You are viewing a plain text version of this content. The canonical link for it is here.
Posted to dev@tomcat.apache.org by ma...@apache.org on 2009/12/16 17:31:55 UTC
svn commit: r891292 - in /tomcat/tc6.0.x/trunk: STATUS.txt
java/org/apache/tomcat/util/net/jsse/JSSESocketFactory.java
java/org/apache/tomcat/util/net/jsse/JSSESupport.java
webapps/docs/changelog.xml
Author: markt
Date: Wed Dec 16 16:31:54 2009
New Revision: 891292
URL: http://svn.apache.org/viewvc?rev=891292&view=rev
Log:
Alternative fix for CVE-2009-3555 SSL MITN
The previous approach used an async callback to close the socket.

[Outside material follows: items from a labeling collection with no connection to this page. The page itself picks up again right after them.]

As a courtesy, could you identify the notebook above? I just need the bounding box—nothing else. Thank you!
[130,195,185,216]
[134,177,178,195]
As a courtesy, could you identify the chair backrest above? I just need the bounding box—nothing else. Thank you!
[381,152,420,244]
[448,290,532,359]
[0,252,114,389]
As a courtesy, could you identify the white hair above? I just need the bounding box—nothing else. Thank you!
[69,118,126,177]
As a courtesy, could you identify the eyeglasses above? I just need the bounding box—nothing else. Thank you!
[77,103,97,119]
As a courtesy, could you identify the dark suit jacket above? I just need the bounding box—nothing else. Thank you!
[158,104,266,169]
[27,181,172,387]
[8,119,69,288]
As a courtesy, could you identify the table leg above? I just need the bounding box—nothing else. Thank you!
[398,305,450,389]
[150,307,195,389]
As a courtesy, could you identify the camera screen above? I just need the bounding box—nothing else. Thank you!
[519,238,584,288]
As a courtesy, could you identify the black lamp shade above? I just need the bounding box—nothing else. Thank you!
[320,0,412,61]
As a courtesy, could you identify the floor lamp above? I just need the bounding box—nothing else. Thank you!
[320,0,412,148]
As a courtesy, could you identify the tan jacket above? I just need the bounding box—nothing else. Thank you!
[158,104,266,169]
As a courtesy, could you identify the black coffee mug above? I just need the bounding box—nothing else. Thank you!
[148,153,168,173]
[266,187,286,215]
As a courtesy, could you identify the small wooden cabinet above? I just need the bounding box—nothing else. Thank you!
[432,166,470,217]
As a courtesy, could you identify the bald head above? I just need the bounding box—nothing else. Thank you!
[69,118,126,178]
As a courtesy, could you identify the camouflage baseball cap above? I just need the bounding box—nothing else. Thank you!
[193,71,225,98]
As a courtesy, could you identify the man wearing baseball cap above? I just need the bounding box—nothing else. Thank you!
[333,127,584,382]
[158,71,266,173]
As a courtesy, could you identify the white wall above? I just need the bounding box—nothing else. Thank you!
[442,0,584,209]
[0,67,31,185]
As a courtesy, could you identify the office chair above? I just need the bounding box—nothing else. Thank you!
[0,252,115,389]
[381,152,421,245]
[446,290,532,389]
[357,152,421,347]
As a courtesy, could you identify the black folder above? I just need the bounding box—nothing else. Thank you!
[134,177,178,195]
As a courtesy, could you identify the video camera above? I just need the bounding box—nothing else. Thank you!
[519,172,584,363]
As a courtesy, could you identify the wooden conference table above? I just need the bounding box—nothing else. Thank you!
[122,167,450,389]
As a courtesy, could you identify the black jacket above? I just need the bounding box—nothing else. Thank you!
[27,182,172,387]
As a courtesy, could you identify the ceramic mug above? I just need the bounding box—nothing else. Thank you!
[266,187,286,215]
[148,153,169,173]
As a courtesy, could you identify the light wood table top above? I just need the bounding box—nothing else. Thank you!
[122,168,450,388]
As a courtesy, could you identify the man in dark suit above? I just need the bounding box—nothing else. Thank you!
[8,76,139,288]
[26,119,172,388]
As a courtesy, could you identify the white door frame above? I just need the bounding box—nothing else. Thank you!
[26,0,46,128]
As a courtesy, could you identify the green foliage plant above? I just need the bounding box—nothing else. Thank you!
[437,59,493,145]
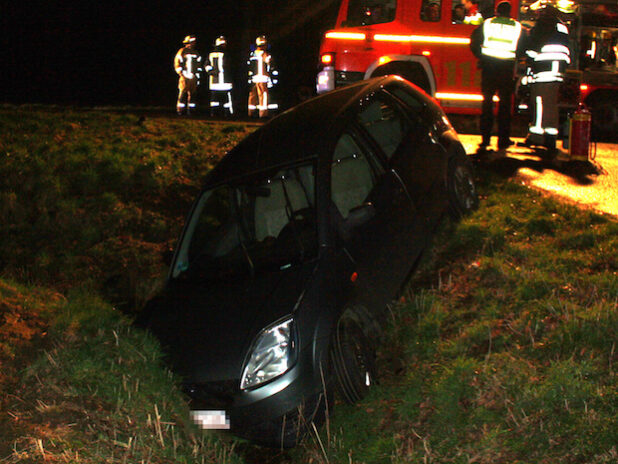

It is technically possible an attack may succeed before the socket is closed
Note: The new patch only logs failed server initiated negotiations
Modified:
tomcat/tc6.0.x/trunk/STATUS.txt
tomcat/tc6.0.x/trunk/java/org/apache/tomcat/util/net/jsse/JSSESocketFactory.java
tomcat/tc6.0.x/trunk/java/org/apache/tomcat/util/net/jsse/JSSESupport.java
tomcat/tc6.0.x/trunk/webapps/docs/changelog.xml
Modified: tomcat/tc6.0.x/trunk/STATUS.txt
URL: http://svn.apache.org/viewvc/tomcat/tc6.0.x/trunk/STATUS.txt?rev=891292&r1=891291&r2=891292&view=diff
==============================================================================
--- tomcat/tc6.0.x/trunk/STATUS.txt (original)
+++ tomcat/tc6.0.x/trunk/STATUS.txt Wed Dec 16 16:31:54 2009
@@ -307,14 +307,6 @@
+1: markt, jim
-1:
-* Alternative fix for CVE-2009-3555 SSL MITN
- The current patch uses an async callback to close the socket. It is
- technically possible an attack may suceed before the socket is closed
- The new patch only logs failed server initiated negotiations
- http://people.apache.org/~markt/patches/2009-11-20-cve2009-3555-v2.patch
- +1: markt, jim, jfclere
- -1:
-
* Fix https://issues.apache.org/bugzilla/show_bug.cgi?id=48252
Patch attached to BZ
+1: fhanik, markt, jim
Modified: tomcat/tc6.0.x/trunk/java/org/apache/tomcat/util/net/jsse/JSSESocketFactory.java
URL: http://svn.apache.org/viewvc/tomcat/tc6.0.x/trunk/java/org/apache/tomcat/util/net/jsse/JSSESocketFactory.java?rev=891292&r1=891291&r2=891292&view=diff
==============================================================================
--- tomcat/tc6.0.x/trunk/java/org/apache/tomcat/util/net/jsse/JSSESocketFactory.java (original)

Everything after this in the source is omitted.